Playing with time and space is a frequent feature of Ayckbourn’s work. We see it again here, both in “Time of My Life” from 1992 and “Arrivals and Departures,” his new play (#76). 
Time of My Life ***
We meet the Stratton family, parents Gerry (Russell Dixon) and Laura (Sarah Parks), their elder son Glyn (Richard Stacey) and his wife Stephanie (Emily Pithon), who have just recently reconciled after a separation, and their younger son Adam (James Powell) and his new girlfriend Maureen (Rachel Caffrey) as they gather at the family’s favorite restaurant, a vaguely Middle Eastern place, for a boozy celebration of Laura’s birthday. After the initial party scene, the play fractures into three strands: we follow Gerry and Laura as they remain at the restaurant, we move a year or two into the future with Glyn and Stephanie, and we go backwards in time with Adam and Maureen to their first meeting. All the action takes place in the restaurant. An added touch is that one actor (Ben Porter) plays the restaurant’s owner and all its diverse waiters. We end up where we started as the birthday party begins. It sounds gimmicky, but it works surprisingly well except for a scene in the second act that goes on much too long. The play’s theme seems to be “Gather ye rosebuds while ye may.” Running time: 2 hours, 35 minutes including intermission.

Arrivals and Departures ***
This new play is deliberately less comic than the others. It combines a satiric look at bureaucratic ineptitude with the recollections of two disparate characters, each of whom has been subject to betrayal. A military special forces group led by Quentin (Bill Champion) has concocted a hare-brained scheme to catch a terrorist at a rail terminal in London. Disguised as ordinary people, the group ineptly rehearse their roles before the train arrives. Ez, short for Esme, (Elizabeth Boag) a sullen soldier who is awaiting court martial, is assigned to babysit a chatty older man, Barry (Kim Wall), a traffic warden from Yorkshire who can possibly confirm the suspect’s identity. Awaiting the train’s arrival, Ez looks back on the personal history that has turned her into an edgy, mistrustful person.

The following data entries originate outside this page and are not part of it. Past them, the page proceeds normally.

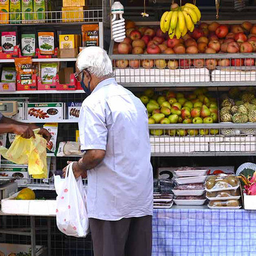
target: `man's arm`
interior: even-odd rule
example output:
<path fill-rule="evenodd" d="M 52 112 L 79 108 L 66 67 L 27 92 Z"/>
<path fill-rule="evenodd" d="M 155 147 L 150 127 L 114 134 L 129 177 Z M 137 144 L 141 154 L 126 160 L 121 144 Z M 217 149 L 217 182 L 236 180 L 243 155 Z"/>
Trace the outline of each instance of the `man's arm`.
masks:
<path fill-rule="evenodd" d="M 86 177 L 87 171 L 99 165 L 105 157 L 105 150 L 99 149 L 92 149 L 86 151 L 82 158 L 73 164 L 72 169 L 75 177 L 77 178 L 81 175 Z M 66 168 L 63 169 L 64 176 L 65 175 Z"/>

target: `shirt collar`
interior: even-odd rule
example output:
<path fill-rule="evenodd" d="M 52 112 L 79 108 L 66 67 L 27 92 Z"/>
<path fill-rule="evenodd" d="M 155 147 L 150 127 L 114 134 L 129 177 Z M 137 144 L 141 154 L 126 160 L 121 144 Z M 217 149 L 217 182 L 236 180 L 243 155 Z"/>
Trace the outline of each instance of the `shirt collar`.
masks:
<path fill-rule="evenodd" d="M 92 94 L 99 90 L 103 87 L 108 86 L 109 84 L 116 84 L 116 79 L 114 77 L 107 78 L 106 79 L 102 81 L 97 84 L 97 86 L 92 91 Z"/>

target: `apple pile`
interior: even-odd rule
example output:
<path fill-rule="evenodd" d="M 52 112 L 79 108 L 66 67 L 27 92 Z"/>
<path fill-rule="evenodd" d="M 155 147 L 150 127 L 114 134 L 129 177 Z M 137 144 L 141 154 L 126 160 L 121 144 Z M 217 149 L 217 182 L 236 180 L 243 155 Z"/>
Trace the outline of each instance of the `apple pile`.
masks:
<path fill-rule="evenodd" d="M 208 94 L 206 88 L 199 88 L 192 93 L 185 96 L 181 92 L 164 91 L 160 96 L 154 94 L 152 89 L 146 90 L 140 97 L 146 106 L 148 114 L 148 123 L 213 123 L 218 121 L 218 103 L 215 98 Z M 207 132 L 208 131 L 208 132 Z M 170 130 L 169 135 L 180 136 L 207 135 L 208 130 Z M 211 130 L 211 134 L 218 130 Z M 152 130 L 155 135 L 163 134 L 163 130 Z"/>
<path fill-rule="evenodd" d="M 114 45 L 114 54 L 196 54 L 223 53 L 256 52 L 256 25 L 248 21 L 241 25 L 220 25 L 214 21 L 211 24 L 201 23 L 192 33 L 177 39 L 170 39 L 159 28 L 136 27 L 133 21 L 126 25 L 126 38 Z M 214 69 L 216 66 L 252 66 L 255 64 L 255 58 L 221 59 L 181 59 L 164 60 L 118 60 L 116 66 L 119 68 L 143 67 L 150 69 L 168 67 L 170 69 L 197 68 L 206 67 Z"/>

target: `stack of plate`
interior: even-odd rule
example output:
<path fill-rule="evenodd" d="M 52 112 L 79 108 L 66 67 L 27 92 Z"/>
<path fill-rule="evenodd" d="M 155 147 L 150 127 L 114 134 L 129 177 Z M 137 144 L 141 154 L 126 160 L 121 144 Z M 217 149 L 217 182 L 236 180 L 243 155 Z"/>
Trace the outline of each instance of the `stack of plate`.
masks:
<path fill-rule="evenodd" d="M 203 205 L 206 199 L 204 182 L 208 170 L 194 167 L 181 167 L 174 171 L 178 186 L 172 189 L 177 205 Z"/>

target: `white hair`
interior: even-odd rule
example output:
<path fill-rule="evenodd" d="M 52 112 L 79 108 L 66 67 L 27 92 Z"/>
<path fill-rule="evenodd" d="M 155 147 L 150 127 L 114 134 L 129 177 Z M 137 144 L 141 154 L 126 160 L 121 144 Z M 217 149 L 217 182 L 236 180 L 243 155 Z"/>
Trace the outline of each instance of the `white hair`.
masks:
<path fill-rule="evenodd" d="M 89 47 L 84 49 L 78 55 L 77 63 L 79 71 L 87 69 L 97 77 L 104 77 L 113 73 L 111 61 L 107 53 L 98 47 Z"/>

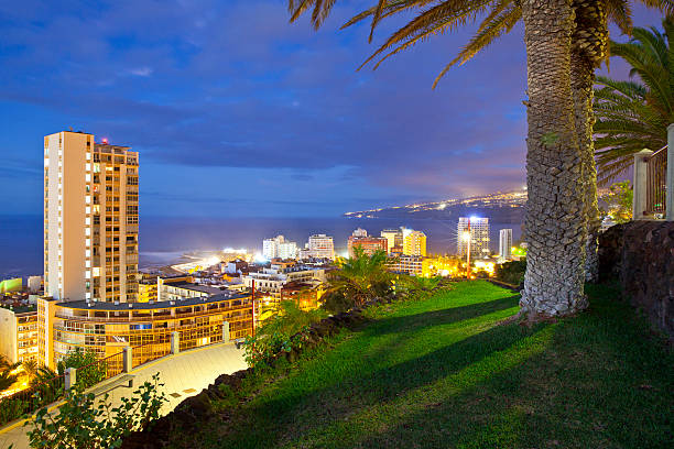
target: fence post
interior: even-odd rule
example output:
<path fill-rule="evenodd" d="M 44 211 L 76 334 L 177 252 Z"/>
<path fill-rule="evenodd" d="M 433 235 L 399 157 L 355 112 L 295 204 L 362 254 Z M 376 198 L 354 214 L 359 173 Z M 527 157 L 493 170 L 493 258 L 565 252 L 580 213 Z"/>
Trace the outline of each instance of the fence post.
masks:
<path fill-rule="evenodd" d="M 222 342 L 229 343 L 229 321 L 222 321 Z"/>
<path fill-rule="evenodd" d="M 181 332 L 174 330 L 171 332 L 171 353 L 177 354 L 181 352 Z"/>
<path fill-rule="evenodd" d="M 634 197 L 632 199 L 632 219 L 644 220 L 643 213 L 646 207 L 646 183 L 648 183 L 648 162 L 645 158 L 653 154 L 651 150 L 641 150 L 634 154 Z"/>
<path fill-rule="evenodd" d="M 665 220 L 674 221 L 674 123 L 667 127 L 667 177 Z"/>
<path fill-rule="evenodd" d="M 123 359 L 122 371 L 124 373 L 130 373 L 131 370 L 133 369 L 133 349 L 131 347 L 124 347 L 122 359 Z"/>
<path fill-rule="evenodd" d="M 66 368 L 64 381 L 65 381 L 65 388 L 67 393 L 70 391 L 73 386 L 75 386 L 75 382 L 77 382 L 77 369 L 73 366 Z"/>

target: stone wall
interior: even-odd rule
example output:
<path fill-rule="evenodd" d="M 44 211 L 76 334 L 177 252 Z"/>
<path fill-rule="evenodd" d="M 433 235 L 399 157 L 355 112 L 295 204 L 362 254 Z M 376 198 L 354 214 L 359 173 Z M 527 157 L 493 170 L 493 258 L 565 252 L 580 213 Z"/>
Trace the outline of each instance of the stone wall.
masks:
<path fill-rule="evenodd" d="M 631 304 L 674 339 L 674 222 L 609 228 L 599 237 L 599 276 L 617 278 Z"/>

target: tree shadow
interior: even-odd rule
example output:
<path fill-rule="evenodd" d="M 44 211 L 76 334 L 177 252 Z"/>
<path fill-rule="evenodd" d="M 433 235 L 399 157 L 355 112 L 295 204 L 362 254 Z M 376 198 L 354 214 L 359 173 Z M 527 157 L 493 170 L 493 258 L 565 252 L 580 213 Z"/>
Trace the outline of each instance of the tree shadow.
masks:
<path fill-rule="evenodd" d="M 496 303 L 510 307 L 507 300 Z M 489 310 L 482 307 L 477 309 Z M 459 315 L 463 314 L 472 316 L 470 313 L 459 311 Z M 450 319 L 447 315 L 436 311 L 428 315 L 441 322 Z M 244 442 L 249 438 L 259 438 L 260 431 L 267 429 L 262 442 L 265 447 L 301 440 L 309 432 L 320 431 L 371 406 L 394 401 L 411 391 L 424 388 L 443 377 L 456 374 L 494 352 L 507 350 L 546 326 L 540 325 L 533 329 L 514 325 L 494 326 L 425 355 L 391 366 L 368 371 L 369 362 L 362 361 L 362 370 L 356 366 L 356 371 L 360 372 L 348 373 L 345 376 L 346 382 L 337 380 L 330 385 L 309 391 L 283 386 L 274 388 L 278 395 L 262 399 L 247 410 L 250 414 L 247 420 L 256 423 L 256 427 L 260 429 L 258 435 L 242 434 L 237 437 L 240 438 L 239 442 Z M 261 443 L 259 440 L 256 441 L 258 445 Z M 243 443 L 241 447 L 246 446 L 248 445 Z"/>

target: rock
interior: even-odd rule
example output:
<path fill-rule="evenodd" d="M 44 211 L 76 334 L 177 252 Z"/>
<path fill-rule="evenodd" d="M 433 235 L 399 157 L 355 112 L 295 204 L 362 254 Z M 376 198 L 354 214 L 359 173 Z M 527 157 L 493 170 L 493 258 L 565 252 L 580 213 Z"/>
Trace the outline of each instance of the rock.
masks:
<path fill-rule="evenodd" d="M 599 236 L 599 278 L 617 278 L 632 306 L 674 339 L 674 222 L 632 221 Z"/>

Much of the second act is a mirror image of the first, except that this time it is Barry who reminisces about his unhappy past. The plan to capture the terrorist does not end happily. I found the ending a bit jarring. Running time: 2 hours, 30 minutes including intermission.


The ensemble is so uniformly fine that it almost seems unfair to single out anyone. Nevertheless, I will mention that Boag, Champion, Parks, Porter and Wall made especially strong impressions. Jan Bee Brown's set designs for all three plays are simple but effective. 

You may wonder why I rated Ayckbourn Ensemble higher than any of its components. In this case the whole IS greater than the sum of its parts. Seeing the three pieces together in one day increased my admiration of the playwright/director and the superb ensemble cast.